When I got back, I tried both the default insoles versus the Groov versus the Dr. Scholl’s. I jumped around. I walked. I ran errands. I stood for 15 minutes doing nothing in a store. Arch support was undeniably superior to the flat, supportless defaults. But was Groov’s custom personalization better than a generic insert? Yes. The arch support was more snug and the materials were higher quality. It took a few extra thousand steps for me to start feeling tired. But am I going to preach to every foot-having human that $150 custom, phone-scanned inserts will change your life forever? No.

That’s the thing. There are perfectly valid reasons to find either option superior, and I can convince myself of either. If I prioritize maximum comfort, it’s possible my mind will jump through dozens of hoops to say Groov or bust. If I value my wallet, I can convince myself $20 CVS inserts are just as good. I know because I spent 40 minutes having an existential crisis believing both things, overthinking myself into oblivion. The only conclusive result from an intense week of heavy walking is: Any insole is better than no insole, and whichever one I believe is most effective will feel best to me, regardless of whether it actually is.

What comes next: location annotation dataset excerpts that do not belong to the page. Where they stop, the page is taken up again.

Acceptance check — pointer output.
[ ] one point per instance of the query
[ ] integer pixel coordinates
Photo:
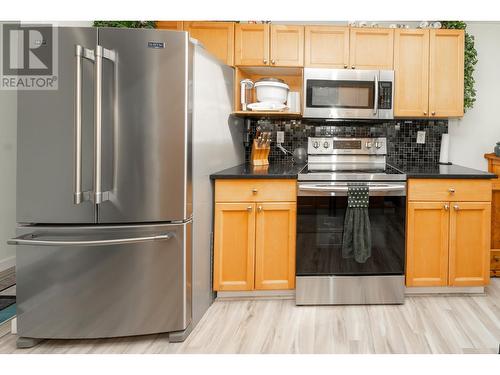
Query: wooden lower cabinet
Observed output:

This is a peak example of what I call “placebo tech” in the wellness space. The placebo effect refers to a scenario when a fake medical treatment confers actual benefits — for example, in drug trials, one patient is given a real drug and another is given a sugar pill but somehow the latter notes actual improvement. A few years ago I tested the Apollo Neuro — a wearable beeper that claims to vibrate stress away. The science in the marketing and behind the idea itself was dubious at best. However, at times I genuinely felt relief.

In this particular case, custom inserts are a real treatment to improve shoe fit and alleviate foot pain. However, if you throw in buzzwords like AI and a passionate CEO explaining how using an iPhone democratizes the customization process, you’re primed to think this is a better solution than a traditional route. If you perceive any relief, you’re also inclined to believe this form of treatment works better too. That may or may not be true if you decide to test and compare different options.

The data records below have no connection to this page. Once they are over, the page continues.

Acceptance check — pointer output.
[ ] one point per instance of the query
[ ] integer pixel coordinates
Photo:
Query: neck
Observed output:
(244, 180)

Top-down view of one new balance 574 insert and one Groove insert.

My unexciting conclusion is any insole will be better than whatever it is New Balance stuck in the 574.

For the average person, placebo tech can look like this. You’re fed several ads from influencers you like. The marketing includes vaguely sciency or tech-sounding buzzwords, which makes it seem more trustworthy. You convince yourself to buy it, and end up having a neutral to positive experience. You start thinking, “The thing I bought works for me, therefore it’s legit.” It doesn’t matter if 1,000 reviewers later debunk it so long as 20 say it changed their lives. A hundred clinical papers can get shoved your way. Experts can pontificate about the facts until they’re blue in the face. If you believe it works, it might just actually work. And if it doesn’t cause harm, no one can definitively prove otherwise.

With Groov and many other techy wellness products, the main “harm” is the dent in your wallet. The problem is they sit right next to things that do cause harm — and it’s very hard to make a wise judgment call as to which is which.

I’d love to say debunking wellness snake oil only takes common sense and media literacy. But the truth is I often have to experiment firsthand to suss out what’s real, what’s fake, and what’s a placebo. Part of my mission with Optimizer in 2026 is to illustrate how I navigate the wellness wild west, and hope that it encourages you to engage more critically the next time TikTok QVC peddles a miracle cure for whatever it is that’s bugging you.

In the meantime, I have a sneaking suspicion my hunt for the perfect walking shoe (or insole) will never truly be over.